Ketika sampai di rumah, aku hanya menatap sepedaku. Ada keinginan untuk belajar, tapi aku malu. Aku takut mereka mentertawakanku. Aku takut mereka meremehkanku. Seharusnya seorang anak berumur 10 tahun sepertiku sudah lihai mengendarai sepeda.
Bahkan teman-temanku sudah pandai mengendarai sepeda dari TK. Aku memang terlambat belajar. Ini kesalahan besarku dari dulu. Kenapa dari dulu aku tidak belajar sepeda? Padahal ketika aku akan naik ke kelas 1 SD, aku sudah pernah belajar. Tapi aku merasa malas dan tidak melanjutkannya.
Waktu itu aku merasa kalau belajar mengendarai sepeda itu tidak penting dan melelahkan. Tapi ternyata pemikiran dangkalku yang super bodoh itu membawakan pada sebuah penyesalan besar. Aku merasa jadi anak kecil tidak bahagia.
Aku adalah seorang anak kecil yang tidak menikmati masa-masa kecilku. Aku merasa jadi anak yang paling tidak berguna sejagat raya dan alam semesta. Jujur, aku merasa gagal jadi anak kecil. Kegagalan itu makin terasa setelah adikku sendiri yang masih berumur 6 tahun memberanikan diri belajar sepeda.

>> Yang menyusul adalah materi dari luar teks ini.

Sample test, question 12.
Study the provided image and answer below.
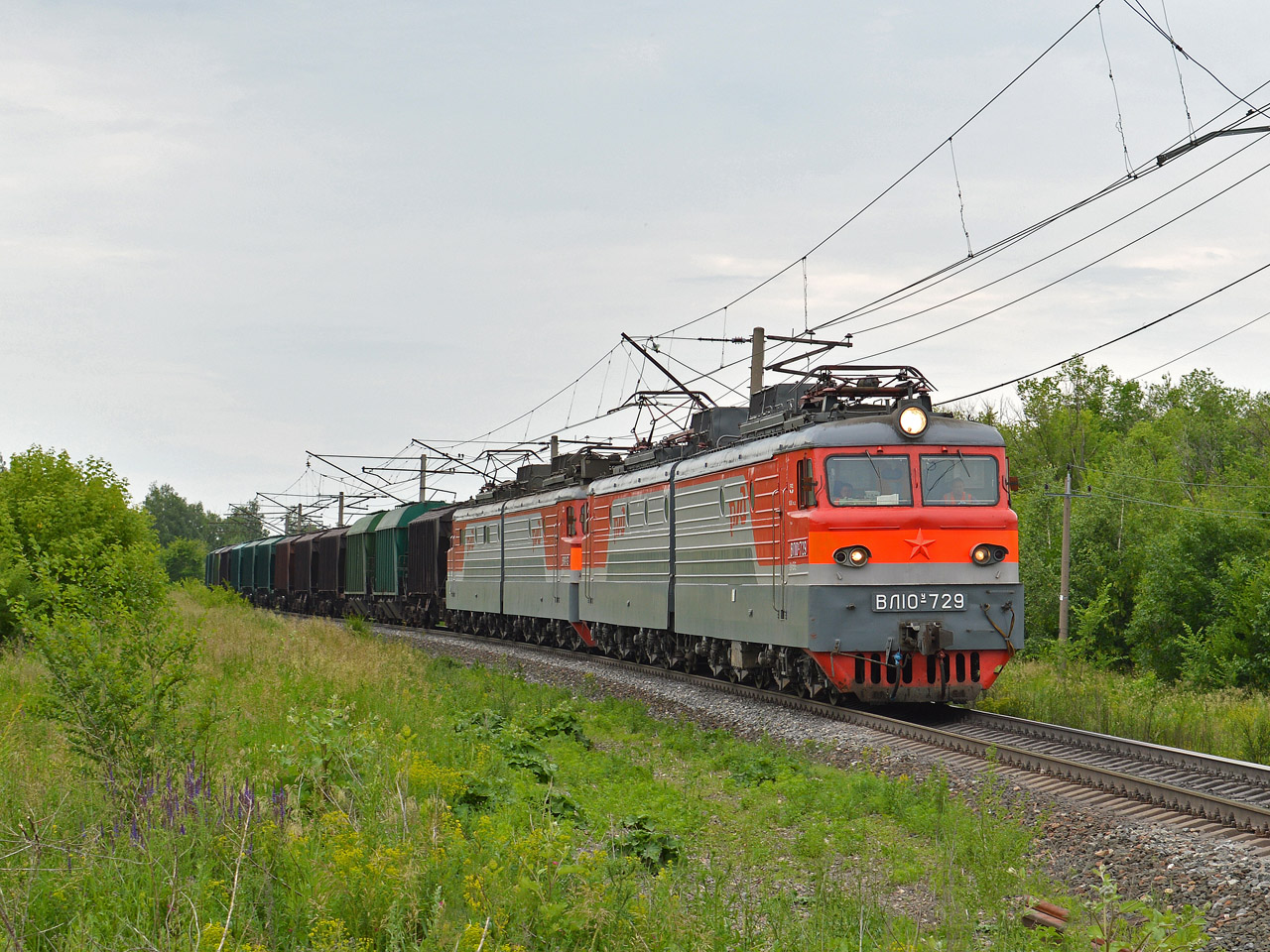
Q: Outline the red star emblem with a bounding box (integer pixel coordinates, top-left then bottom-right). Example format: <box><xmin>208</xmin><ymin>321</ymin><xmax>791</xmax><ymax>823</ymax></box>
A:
<box><xmin>904</xmin><ymin>528</ymin><xmax>935</xmax><ymax>561</ymax></box>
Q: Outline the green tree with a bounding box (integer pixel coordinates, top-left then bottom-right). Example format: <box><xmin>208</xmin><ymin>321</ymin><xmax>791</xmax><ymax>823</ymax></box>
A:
<box><xmin>0</xmin><ymin>447</ymin><xmax>163</xmax><ymax>639</ymax></box>
<box><xmin>208</xmin><ymin>499</ymin><xmax>269</xmax><ymax>548</ymax></box>
<box><xmin>159</xmin><ymin>538</ymin><xmax>207</xmax><ymax>581</ymax></box>
<box><xmin>141</xmin><ymin>482</ymin><xmax>210</xmax><ymax>545</ymax></box>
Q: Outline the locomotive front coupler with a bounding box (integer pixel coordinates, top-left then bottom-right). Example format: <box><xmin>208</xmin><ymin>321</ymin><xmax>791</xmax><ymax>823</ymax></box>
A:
<box><xmin>899</xmin><ymin>622</ymin><xmax>952</xmax><ymax>656</ymax></box>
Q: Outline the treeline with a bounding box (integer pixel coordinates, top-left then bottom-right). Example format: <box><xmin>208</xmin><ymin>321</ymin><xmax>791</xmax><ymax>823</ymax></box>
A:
<box><xmin>141</xmin><ymin>482</ymin><xmax>269</xmax><ymax>581</ymax></box>
<box><xmin>0</xmin><ymin>447</ymin><xmax>266</xmax><ymax>641</ymax></box>
<box><xmin>979</xmin><ymin>361</ymin><xmax>1270</xmax><ymax>686</ymax></box>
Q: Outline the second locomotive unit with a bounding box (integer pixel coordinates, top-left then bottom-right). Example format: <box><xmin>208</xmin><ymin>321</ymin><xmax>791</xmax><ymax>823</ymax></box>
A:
<box><xmin>208</xmin><ymin>367</ymin><xmax>1024</xmax><ymax>703</ymax></box>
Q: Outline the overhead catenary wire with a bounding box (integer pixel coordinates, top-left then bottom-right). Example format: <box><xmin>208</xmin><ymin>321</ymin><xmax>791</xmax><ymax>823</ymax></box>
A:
<box><xmin>856</xmin><ymin>147</ymin><xmax>1270</xmax><ymax>361</ymax></box>
<box><xmin>286</xmin><ymin>13</ymin><xmax>1270</xmax><ymax>500</ymax></box>
<box><xmin>650</xmin><ymin>0</ymin><xmax>1101</xmax><ymax>334</ymax></box>
<box><xmin>941</xmin><ymin>262</ymin><xmax>1270</xmax><ymax>405</ymax></box>
<box><xmin>1124</xmin><ymin>0</ymin><xmax>1266</xmax><ymax>115</ymax></box>
<box><xmin>1160</xmin><ymin>0</ymin><xmax>1195</xmax><ymax>139</ymax></box>
<box><xmin>1097</xmin><ymin>4</ymin><xmax>1133</xmax><ymax>178</ymax></box>
<box><xmin>812</xmin><ymin>97</ymin><xmax>1270</xmax><ymax>332</ymax></box>
<box><xmin>1130</xmin><ymin>311</ymin><xmax>1270</xmax><ymax>380</ymax></box>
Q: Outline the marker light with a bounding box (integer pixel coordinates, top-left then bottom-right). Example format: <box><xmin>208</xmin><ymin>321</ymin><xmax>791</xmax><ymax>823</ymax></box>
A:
<box><xmin>899</xmin><ymin>404</ymin><xmax>926</xmax><ymax>436</ymax></box>
<box><xmin>970</xmin><ymin>542</ymin><xmax>1010</xmax><ymax>565</ymax></box>
<box><xmin>833</xmin><ymin>545</ymin><xmax>872</xmax><ymax>568</ymax></box>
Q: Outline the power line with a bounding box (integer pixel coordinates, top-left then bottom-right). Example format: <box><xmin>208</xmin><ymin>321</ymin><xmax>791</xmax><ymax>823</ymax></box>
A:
<box><xmin>1089</xmin><ymin>493</ymin><xmax>1270</xmax><ymax>520</ymax></box>
<box><xmin>1127</xmin><ymin>0</ymin><xmax>1265</xmax><ymax>115</ymax></box>
<box><xmin>854</xmin><ymin>147</ymin><xmax>1270</xmax><ymax>361</ymax></box>
<box><xmin>667</xmin><ymin>0</ymin><xmax>1101</xmax><ymax>334</ymax></box>
<box><xmin>1130</xmin><ymin>311</ymin><xmax>1270</xmax><ymax>380</ymax></box>
<box><xmin>941</xmin><ymin>262</ymin><xmax>1270</xmax><ymax>405</ymax></box>
<box><xmin>1072</xmin><ymin>463</ymin><xmax>1270</xmax><ymax>490</ymax></box>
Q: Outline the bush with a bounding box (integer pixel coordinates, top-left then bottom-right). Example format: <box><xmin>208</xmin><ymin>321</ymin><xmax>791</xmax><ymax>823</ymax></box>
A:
<box><xmin>24</xmin><ymin>545</ymin><xmax>195</xmax><ymax>794</ymax></box>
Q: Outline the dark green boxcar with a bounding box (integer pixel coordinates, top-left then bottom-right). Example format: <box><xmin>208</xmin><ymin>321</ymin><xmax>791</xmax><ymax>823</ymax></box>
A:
<box><xmin>375</xmin><ymin>503</ymin><xmax>444</xmax><ymax>595</ymax></box>
<box><xmin>344</xmin><ymin>513</ymin><xmax>387</xmax><ymax>597</ymax></box>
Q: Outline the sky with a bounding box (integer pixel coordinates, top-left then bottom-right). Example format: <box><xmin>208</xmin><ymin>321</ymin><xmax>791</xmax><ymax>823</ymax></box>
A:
<box><xmin>0</xmin><ymin>0</ymin><xmax>1270</xmax><ymax>523</ymax></box>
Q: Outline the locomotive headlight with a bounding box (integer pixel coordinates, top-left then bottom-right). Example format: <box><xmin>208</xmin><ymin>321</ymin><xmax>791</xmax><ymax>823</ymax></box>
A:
<box><xmin>899</xmin><ymin>404</ymin><xmax>926</xmax><ymax>436</ymax></box>
<box><xmin>970</xmin><ymin>542</ymin><xmax>1010</xmax><ymax>565</ymax></box>
<box><xmin>833</xmin><ymin>545</ymin><xmax>872</xmax><ymax>568</ymax></box>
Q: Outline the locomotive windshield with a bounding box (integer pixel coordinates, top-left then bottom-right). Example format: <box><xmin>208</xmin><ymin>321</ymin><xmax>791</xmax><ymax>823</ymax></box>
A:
<box><xmin>922</xmin><ymin>453</ymin><xmax>1001</xmax><ymax>505</ymax></box>
<box><xmin>825</xmin><ymin>453</ymin><xmax>913</xmax><ymax>505</ymax></box>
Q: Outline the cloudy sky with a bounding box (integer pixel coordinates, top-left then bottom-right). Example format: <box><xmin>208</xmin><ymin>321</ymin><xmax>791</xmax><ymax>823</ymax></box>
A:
<box><xmin>0</xmin><ymin>0</ymin><xmax>1270</xmax><ymax>525</ymax></box>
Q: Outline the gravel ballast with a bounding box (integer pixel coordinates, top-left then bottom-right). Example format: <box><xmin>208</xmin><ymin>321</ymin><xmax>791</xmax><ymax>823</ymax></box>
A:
<box><xmin>384</xmin><ymin>630</ymin><xmax>1270</xmax><ymax>952</ymax></box>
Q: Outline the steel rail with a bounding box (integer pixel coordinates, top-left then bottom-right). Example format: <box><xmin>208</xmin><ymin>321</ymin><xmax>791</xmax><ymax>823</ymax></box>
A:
<box><xmin>940</xmin><ymin>708</ymin><xmax>1270</xmax><ymax>790</ymax></box>
<box><xmin>376</xmin><ymin>626</ymin><xmax>1270</xmax><ymax>837</ymax></box>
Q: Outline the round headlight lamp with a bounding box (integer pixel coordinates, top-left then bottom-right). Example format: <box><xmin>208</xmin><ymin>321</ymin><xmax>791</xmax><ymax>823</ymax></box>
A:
<box><xmin>970</xmin><ymin>543</ymin><xmax>1010</xmax><ymax>565</ymax></box>
<box><xmin>833</xmin><ymin>545</ymin><xmax>872</xmax><ymax>568</ymax></box>
<box><xmin>899</xmin><ymin>404</ymin><xmax>927</xmax><ymax>436</ymax></box>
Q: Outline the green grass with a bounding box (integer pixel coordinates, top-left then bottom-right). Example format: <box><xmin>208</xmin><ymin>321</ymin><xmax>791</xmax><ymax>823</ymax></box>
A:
<box><xmin>0</xmin><ymin>586</ymin><xmax>1194</xmax><ymax>952</ymax></box>
<box><xmin>975</xmin><ymin>657</ymin><xmax>1270</xmax><ymax>763</ymax></box>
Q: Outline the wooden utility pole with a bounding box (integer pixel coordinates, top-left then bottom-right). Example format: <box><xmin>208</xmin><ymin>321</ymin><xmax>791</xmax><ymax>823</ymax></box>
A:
<box><xmin>1047</xmin><ymin>463</ymin><xmax>1088</xmax><ymax>641</ymax></box>
<box><xmin>1058</xmin><ymin>463</ymin><xmax>1072</xmax><ymax>641</ymax></box>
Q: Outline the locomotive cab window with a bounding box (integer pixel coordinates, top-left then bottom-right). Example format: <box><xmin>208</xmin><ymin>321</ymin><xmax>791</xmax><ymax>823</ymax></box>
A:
<box><xmin>922</xmin><ymin>453</ymin><xmax>1001</xmax><ymax>505</ymax></box>
<box><xmin>825</xmin><ymin>453</ymin><xmax>913</xmax><ymax>505</ymax></box>
<box><xmin>798</xmin><ymin>459</ymin><xmax>816</xmax><ymax>509</ymax></box>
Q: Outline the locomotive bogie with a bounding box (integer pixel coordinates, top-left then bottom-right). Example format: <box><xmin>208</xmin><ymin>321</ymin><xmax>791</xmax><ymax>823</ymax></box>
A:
<box><xmin>204</xmin><ymin>378</ymin><xmax>1024</xmax><ymax>703</ymax></box>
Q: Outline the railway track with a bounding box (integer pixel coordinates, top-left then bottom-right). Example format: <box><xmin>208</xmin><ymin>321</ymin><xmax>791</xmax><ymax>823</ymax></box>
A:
<box><xmin>376</xmin><ymin>626</ymin><xmax>1270</xmax><ymax>854</ymax></box>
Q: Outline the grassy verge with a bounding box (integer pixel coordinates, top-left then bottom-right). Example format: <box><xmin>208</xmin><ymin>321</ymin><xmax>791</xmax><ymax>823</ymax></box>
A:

Wajahnya yang masih polos begitu bahagia ketika ia mencoba menginjakan kakinya pada pedal sepeda. Belum sampai 2 minggu ia sudah bisa membawa sepeda kecil roda duanya seraya berkeliling kompleks.
Ia sangat senang, sampai lupa waktu. Ia jadi lebih sering bermain dengan teman-temannya. Ibuku terkadang menyuruhnya membelikan makanan ke warung. Dengan sigap, ia langsung pergi dengan sepedanya. Ketika sampai di rumah, ia diberi imbalan uang jajan.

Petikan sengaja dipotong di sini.